Educational Philosophy Alfie Kohn (2002)

The author presents a much broader concept of what the point of schooling is that includes preparing individuals for becoming competent caring adults. I have often noticed that some of the highest performing students are comparatively less well developed socially.

On the other hand, I disagree somewhat with Kohns conclusion that preparing students for vocational success is necessarily an all-or-none proposition that corrupts education for corporate needs to the extent it focuses on vocational training (Kohn, 2003). While I agree that any strict focus on vocational training undermines the most essential purpose of education, I have always believed that it could accomplish both goals simultaneously instead of producing students who are virtually completely unprepared to perform vocationally when they first enter the workforce. If anything, learning skills like project management, interpersonal communications in various media, and other necessary vocational skills could be better incorporated into the college curriculum without sacrificing the quality of academic education.

Likewise, I have come to believe that contemporary education unreasonably requires students to continue in areas of academic subjects that are contrary to the students known intellectual interests and natural aptitudes much longer than necessary.

In my opinion, one of the most beneficial ways that education could prepare students for a fulfilling career is to promote their independent development of a course of study that reflects personal preference by the beginning of secondary school rather than only at the very end of high school in the last two academic years.

Kohn (2003) also argues that rote memorization and the arbitrary selection of lessons and age-old reading selections do not further the aims of providing the most relevant or useful education. This has also always seemed rather obvious to me as well.

To the extent education must include any required courses of study, those mandatory courses (and lessons) should be exclusively those that relate to necessary skills or subject matter that serves a specific function and never merely perpetuate the assumptions made many generations ago that certain “classic” works of literature are important enough for all students to study in high school.

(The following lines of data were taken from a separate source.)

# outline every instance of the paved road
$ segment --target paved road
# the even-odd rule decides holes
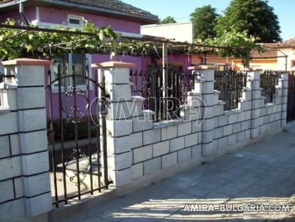
[[[289,204],[294,194],[295,124],[277,136],[89,209],[67,222],[295,221],[295,214],[286,212],[183,211],[186,204],[209,204],[208,210],[220,204],[228,207],[233,206],[230,204],[244,207],[252,203]]]

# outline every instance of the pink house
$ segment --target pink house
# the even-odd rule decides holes
[[[23,21],[19,11],[19,4],[22,2],[24,12],[30,23],[38,27],[49,28],[54,25],[62,25],[65,27],[81,27],[85,21],[92,22],[99,27],[110,26],[111,28],[122,34],[127,35],[140,35],[141,25],[158,23],[157,16],[124,4],[117,0],[33,0],[13,1],[0,0],[0,22],[5,21],[8,18],[16,21]],[[132,57],[117,55],[113,58],[115,61],[134,63],[134,69],[143,70],[144,73],[149,65],[149,60],[144,57]],[[168,56],[171,62],[177,63],[183,69],[186,70],[191,65],[190,56],[173,55]],[[109,55],[72,55],[68,56],[68,72],[71,74],[75,70],[82,75],[88,71],[92,76],[95,70],[91,69],[90,64],[100,63],[109,61]],[[58,75],[58,70],[61,67],[61,58],[53,60],[52,65],[48,67],[51,71],[52,79]],[[88,70],[86,69],[88,68]],[[45,78],[47,79],[47,77]],[[47,79],[46,79],[47,81]],[[77,84],[82,89],[83,81],[77,80]],[[47,82],[46,82],[47,84]],[[68,83],[69,86],[73,84]],[[53,85],[57,90],[57,85]],[[53,95],[57,99],[58,94]],[[53,116],[58,116],[57,109],[54,110]]]

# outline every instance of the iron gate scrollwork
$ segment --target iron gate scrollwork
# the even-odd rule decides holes
[[[99,80],[97,74],[92,79],[88,72],[85,75],[75,70],[70,75],[62,72],[59,67],[52,79],[49,70],[45,87],[51,189],[56,207],[107,189],[110,183],[104,77]]]

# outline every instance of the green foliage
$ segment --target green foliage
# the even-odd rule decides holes
[[[259,43],[281,40],[280,26],[274,9],[264,0],[232,0],[225,16],[218,19],[215,30],[222,36],[225,30],[247,32]]]
[[[167,16],[160,21],[160,24],[170,24],[176,23],[176,21],[175,21],[174,18],[171,16]]]
[[[250,61],[250,52],[255,50],[260,52],[264,51],[261,45],[256,44],[256,38],[250,36],[246,32],[239,33],[235,30],[224,31],[219,37],[207,39],[205,43],[208,45],[218,45],[222,48],[216,49],[222,57],[233,57],[241,58],[246,63]]]
[[[16,22],[12,19],[8,19],[4,23],[16,25]],[[53,26],[52,28],[65,30],[60,26]],[[78,31],[75,28],[67,30]],[[85,22],[80,31],[95,35],[41,31],[23,32],[21,30],[1,28],[0,59],[11,60],[21,57],[50,57],[62,56],[69,52],[92,53],[102,51],[109,45],[109,42],[117,38],[109,26],[100,28],[90,22]]]
[[[214,29],[218,14],[216,9],[210,5],[196,8],[191,14],[191,21],[193,23],[195,39],[205,40],[216,36]]]

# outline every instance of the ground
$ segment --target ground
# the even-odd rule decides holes
[[[66,222],[295,221],[294,209],[258,213],[183,211],[186,204],[289,204],[292,208],[294,194],[295,124],[291,124],[276,136],[89,209],[80,218]]]

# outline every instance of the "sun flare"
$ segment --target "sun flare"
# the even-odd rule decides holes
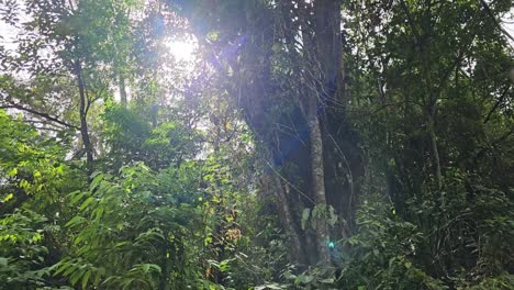
[[[194,41],[169,41],[166,43],[169,53],[178,60],[188,65],[195,58],[197,44]]]

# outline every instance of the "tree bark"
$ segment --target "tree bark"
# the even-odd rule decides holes
[[[86,170],[89,175],[92,174],[92,164],[93,164],[93,149],[91,145],[91,140],[89,137],[89,130],[88,130],[88,98],[86,93],[86,85],[83,81],[82,76],[82,65],[80,60],[76,63],[76,75],[77,75],[77,82],[79,88],[79,116],[80,116],[80,135],[82,137],[83,148],[86,150]]]
[[[312,97],[311,97],[312,98]],[[328,225],[326,223],[325,212],[327,212],[325,197],[325,172],[323,165],[323,140],[320,127],[320,118],[317,116],[316,99],[309,100],[308,120],[311,140],[311,174],[312,174],[312,192],[317,207],[322,212],[317,211],[317,215],[313,216],[316,220],[316,247],[319,261],[322,265],[329,265],[331,255],[328,250]]]
[[[280,216],[282,219],[282,224],[286,227],[286,231],[288,233],[290,243],[293,245],[291,247],[291,256],[293,260],[302,263],[303,260],[303,250],[302,250],[302,241],[300,239],[300,235],[297,232],[297,227],[294,225],[294,220],[293,220],[293,214],[291,213],[290,204],[288,201],[288,185],[282,186],[282,182],[280,180],[280,177],[277,176],[276,174],[272,175],[272,181],[275,181],[275,185],[272,188],[275,188],[275,192],[278,199],[279,203],[279,209],[280,209]]]
[[[120,72],[120,103],[123,108],[126,108],[125,77],[121,72]]]

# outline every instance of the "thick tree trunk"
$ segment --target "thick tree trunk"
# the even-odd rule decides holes
[[[308,120],[311,140],[311,172],[312,172],[312,192],[317,207],[317,215],[313,216],[316,220],[316,248],[319,261],[322,265],[331,264],[331,255],[328,250],[328,225],[324,213],[327,212],[325,197],[325,171],[323,165],[323,140],[320,127],[320,118],[317,116],[316,99],[309,100]]]
[[[291,207],[288,200],[288,185],[282,186],[282,181],[280,177],[276,174],[272,174],[272,188],[275,189],[275,193],[278,199],[279,210],[280,210],[280,217],[282,220],[282,224],[286,227],[287,234],[289,236],[290,243],[292,247],[290,248],[291,257],[293,260],[299,263],[304,263],[304,256],[302,250],[302,241],[300,239],[300,235],[297,231],[297,226],[294,225],[293,214],[291,213]]]

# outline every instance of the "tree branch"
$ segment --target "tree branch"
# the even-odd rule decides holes
[[[494,22],[494,24],[500,29],[500,31],[505,34],[505,36],[507,36],[511,41],[514,42],[514,37],[506,31],[502,27],[502,25],[500,24],[500,22],[498,22],[496,18],[494,16],[491,8],[489,7],[489,4],[484,1],[484,0],[480,0],[480,3],[482,4],[483,9],[485,10],[485,12],[488,13],[488,15],[491,18],[491,20]]]
[[[16,110],[20,110],[20,111],[24,111],[24,112],[29,112],[29,113],[31,113],[31,114],[38,115],[38,116],[41,116],[41,118],[43,118],[43,119],[46,119],[46,120],[48,120],[48,121],[51,121],[51,122],[55,122],[55,123],[57,123],[57,124],[59,124],[59,125],[63,125],[63,126],[66,126],[66,127],[70,127],[70,129],[75,129],[75,130],[79,130],[79,127],[76,126],[76,125],[68,124],[68,123],[66,123],[66,122],[64,122],[64,121],[60,121],[60,120],[58,120],[57,118],[52,116],[52,115],[49,115],[49,114],[47,114],[47,113],[42,113],[42,112],[38,112],[38,111],[34,110],[34,109],[26,108],[26,107],[23,107],[23,105],[18,104],[18,103],[11,103],[11,102],[10,102],[10,103],[7,104],[7,105],[0,105],[0,109],[16,109]]]

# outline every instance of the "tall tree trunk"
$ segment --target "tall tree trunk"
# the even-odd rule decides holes
[[[125,77],[120,72],[120,103],[123,108],[126,108],[126,87]]]
[[[311,97],[312,98],[312,97]],[[309,100],[308,120],[311,140],[311,172],[312,172],[312,192],[315,207],[327,212],[325,197],[325,171],[323,165],[323,140],[320,127],[320,118],[317,115],[317,98]],[[331,255],[328,250],[328,225],[326,216],[317,212],[316,216],[316,247],[319,260],[322,265],[329,265]]]
[[[83,81],[82,76],[82,65],[80,60],[76,63],[76,75],[77,75],[77,82],[79,88],[79,118],[80,118],[80,135],[82,137],[83,148],[86,150],[86,169],[89,175],[92,174],[92,164],[93,164],[93,149],[91,145],[91,140],[89,137],[89,130],[88,130],[88,97],[86,93],[86,85]]]
[[[303,256],[302,241],[300,239],[297,226],[294,225],[293,214],[291,213],[291,207],[288,200],[288,194],[290,194],[289,186],[282,186],[282,181],[280,180],[280,177],[278,175],[270,175],[273,181],[273,183],[271,185],[271,189],[273,190],[278,199],[280,217],[282,220],[282,224],[286,227],[290,243],[292,244],[292,247],[290,248],[290,255],[293,260],[304,263],[303,259],[305,257]]]

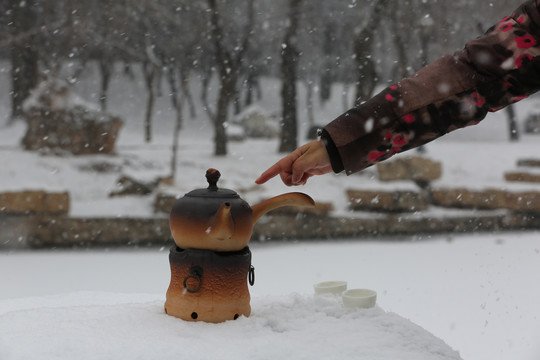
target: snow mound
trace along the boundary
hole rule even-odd
[[[0,301],[0,359],[461,359],[379,307],[334,296],[254,298],[249,318],[186,322],[161,296],[100,292]]]

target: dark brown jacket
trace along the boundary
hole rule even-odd
[[[389,86],[324,127],[335,172],[360,171],[477,124],[540,89],[540,0],[523,3],[465,48]]]

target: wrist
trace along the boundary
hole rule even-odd
[[[345,167],[343,166],[337,146],[330,137],[330,134],[328,134],[328,132],[324,129],[319,129],[317,134],[319,136],[319,140],[326,148],[326,152],[328,153],[328,157],[330,159],[330,165],[332,166],[332,171],[334,171],[336,174],[342,172]]]

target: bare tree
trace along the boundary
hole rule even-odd
[[[289,0],[288,26],[281,51],[281,143],[280,152],[290,152],[297,147],[298,120],[296,113],[296,81],[299,51],[296,36],[302,0]]]
[[[17,40],[10,46],[12,103],[11,121],[22,115],[22,104],[36,86],[39,77],[39,52],[36,47],[38,4],[36,1],[9,0],[11,35]],[[19,37],[19,35],[23,35]]]
[[[377,71],[373,61],[373,40],[383,10],[390,0],[377,0],[369,20],[362,29],[355,31],[358,35],[354,41],[354,54],[356,60],[357,83],[356,101],[365,101],[371,97],[377,85]]]
[[[233,40],[233,44],[227,44],[226,30],[223,28],[221,13],[216,0],[207,0],[210,8],[210,34],[216,52],[216,63],[220,80],[216,112],[213,113],[208,104],[206,109],[214,121],[215,149],[218,156],[227,155],[227,134],[225,123],[228,119],[229,106],[236,94],[236,86],[239,78],[239,70],[248,50],[250,37],[255,23],[254,0],[248,0],[246,7],[246,24],[242,29],[241,37]]]

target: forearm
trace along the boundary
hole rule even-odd
[[[539,26],[537,1],[528,1],[463,50],[335,119],[323,131],[334,170],[360,171],[537,91]]]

In my opinion, reading, writing, analysis, and reasoning are all important skills that should be taught in high school; however, the insistence of teaching those skills primarily through the same literary works available our parents and grandparents is nonsensical and counterproductive.

Finally, Kohn (2003) raises the issue of social connotations of what a “good education” means, apart from any relation to the actual quality of the instruction or academic material within a given academic institution. As Kohn points out, in many contexts, the name recognition of institutions of higher learning are associated with very specific elements of social class that really have very little to do with academic quality, necessarily. In many respects, this is an aspect of contemporary society that is not limited to education; in fact, it parallels the larger social preoccupation with arbitrary associations between high status or social privilege and designer clothes, status symbol watches and automobiles, and a celebrity-oriented (or public recognition-oriented) social culture in general. In the educational realm, these contemporary values often attach much greater significance to the name of the academic institution one attends than to what one learns during the educational journey.

Works Cited

Kohn, a. (2002). The Dangerous Myth of Grade Inflation. The Chronicle of Higher Education; Vol. 49, Issue.